I discovered transfers of money in 2016, but by then it was too late. We separated in 2017. I got a bad lawyer, she said 'too bad, so sad, the money is gone'. On top of the money being gone, the opposing council is seeking arrears for payments received in 2017. (kind of like robbing Tim Hortons in the middle of the night and asking for a tip on your way out). My lawyer also brought up the case of Rooker vs Rooker, 2017. Wherein the ruling now covers all veterans seeking an appeal to not have their awards used for section 3 and 7 support payments. Rooker lost his appeal, that's why may lawyer says I have to add the award to my salary and then calculations would be made off of my new number. I have four amazing kids, just my section 3 expenses are $2400/month plus section 7 expenses. Unfair? Just a bit. So now I am without a lawyer and seeking legal aid to just get through the property division. 
So, if you are about to receive a disability award, beware and don't fall into the same trap that I did.
I you have some experience with this issue I look forward to hear from your comments.
Have a great day.


----------



## divefree1 (4 Sep 2020)

Is it possible for your spouse to "gift" your disability awards to her friend? If that friend is my army buddy, now retired, then what?


Thanks


----------



## brihard (4 Sep 2020)

divefree1 said:
			
		

> Is it possible for your spouse to "gift" your disability awards to her friend? If that friend is my army buddy, now retired, then what?
> 
> 
> Thanks



Are you talking about a VAC disability lump sum? Like your spouse took your DA out of a shared bank account and gave it to someone else?


----------



## PMedMoe (4 Sep 2020)

Brihard said:
			
		

> Are you talking about a VAC disability lump sum? Like your spouse took your DA out of a shared bank account and gave it to someone else?



EDITt: NOW MERGED

Thanks, Mods.


----------



## Sub_Guy (4 Sep 2020)

divefree1 said:
			
		

> Is it possible for your spouse to "gift" your disability awards to her friend? If that friend is my army buddy, now retired, then what?

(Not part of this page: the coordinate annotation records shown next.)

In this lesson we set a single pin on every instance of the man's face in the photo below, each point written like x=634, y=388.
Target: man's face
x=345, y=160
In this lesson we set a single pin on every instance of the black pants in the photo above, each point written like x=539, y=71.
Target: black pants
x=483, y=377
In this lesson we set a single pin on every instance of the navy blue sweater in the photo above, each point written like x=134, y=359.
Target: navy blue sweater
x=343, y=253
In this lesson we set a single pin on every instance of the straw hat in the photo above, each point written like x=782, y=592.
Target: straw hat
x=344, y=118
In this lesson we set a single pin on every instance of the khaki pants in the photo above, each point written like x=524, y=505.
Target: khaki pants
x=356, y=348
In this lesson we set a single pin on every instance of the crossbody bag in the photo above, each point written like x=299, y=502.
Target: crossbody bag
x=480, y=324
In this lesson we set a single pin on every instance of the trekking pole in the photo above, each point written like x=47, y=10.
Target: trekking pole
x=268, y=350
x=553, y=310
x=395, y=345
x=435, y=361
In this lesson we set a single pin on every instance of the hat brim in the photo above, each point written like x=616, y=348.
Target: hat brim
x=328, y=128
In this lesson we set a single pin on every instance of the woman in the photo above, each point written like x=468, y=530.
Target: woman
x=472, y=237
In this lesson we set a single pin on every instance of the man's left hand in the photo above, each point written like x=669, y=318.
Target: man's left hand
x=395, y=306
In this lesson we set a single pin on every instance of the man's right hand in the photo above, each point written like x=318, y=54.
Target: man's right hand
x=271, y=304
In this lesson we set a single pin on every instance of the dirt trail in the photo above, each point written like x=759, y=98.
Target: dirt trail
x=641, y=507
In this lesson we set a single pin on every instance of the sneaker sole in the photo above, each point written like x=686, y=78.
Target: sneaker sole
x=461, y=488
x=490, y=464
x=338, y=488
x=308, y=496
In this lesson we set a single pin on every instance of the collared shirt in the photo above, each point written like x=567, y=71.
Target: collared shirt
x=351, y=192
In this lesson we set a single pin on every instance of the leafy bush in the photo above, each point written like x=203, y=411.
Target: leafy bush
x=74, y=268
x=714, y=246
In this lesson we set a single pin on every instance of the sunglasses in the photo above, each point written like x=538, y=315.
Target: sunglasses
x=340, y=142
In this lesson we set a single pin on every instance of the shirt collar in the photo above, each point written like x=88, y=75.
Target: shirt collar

Your wife gave your "army buddy" your money?

For starters maybe you should consider visiting your buddy, don't forget the Louisville Slugger.

As for the money, at the time it sounds like you were still together, so there probably isn't much you can do.


----------



## Remius (4 Sep 2020)

Agree with Dolphin Hunter.  If the money was spent or given away while you were together, I doubt there is much you can do.  As much as visiting your buddy with a baseball bat sounds appealing, don’t.  It will compound your problems more than you can imagine. 

As far as your child support is concerned, make sure you request her earnings every year to see if that number might change. 

I’ve seen so many people get screwed over that way.  

None of this is easy.  Just know that it eventually gets better. A lot of us have been through that whirlwind.


----------



## Halifax Tar (4 Sep 2020)

I have nothing to add but I just wanted to express my sympathy and empathy towards your situation.  

As others have said its not easy but you will get though this.


----------



## rnkelly (4 Sep 2020)

Divefree1- Stay strong buddy, Canada will forever be indebted for your service and you should be proud.


----------



## Jarnhamar (4 Sep 2020)

Divefree,

Get a good lawyer and find out your options. A number also give free advice.

If you were getting a divorce you couldn't start giving away your savings account and four wheeler and hot tub to "a friend" as a gift. 
I would think the same principle applies with your situation, it might just take a lawyer some time and effort (which you'll pay for). Especially if it's clear the gift was to to transfer funds to avoid them being split.


----------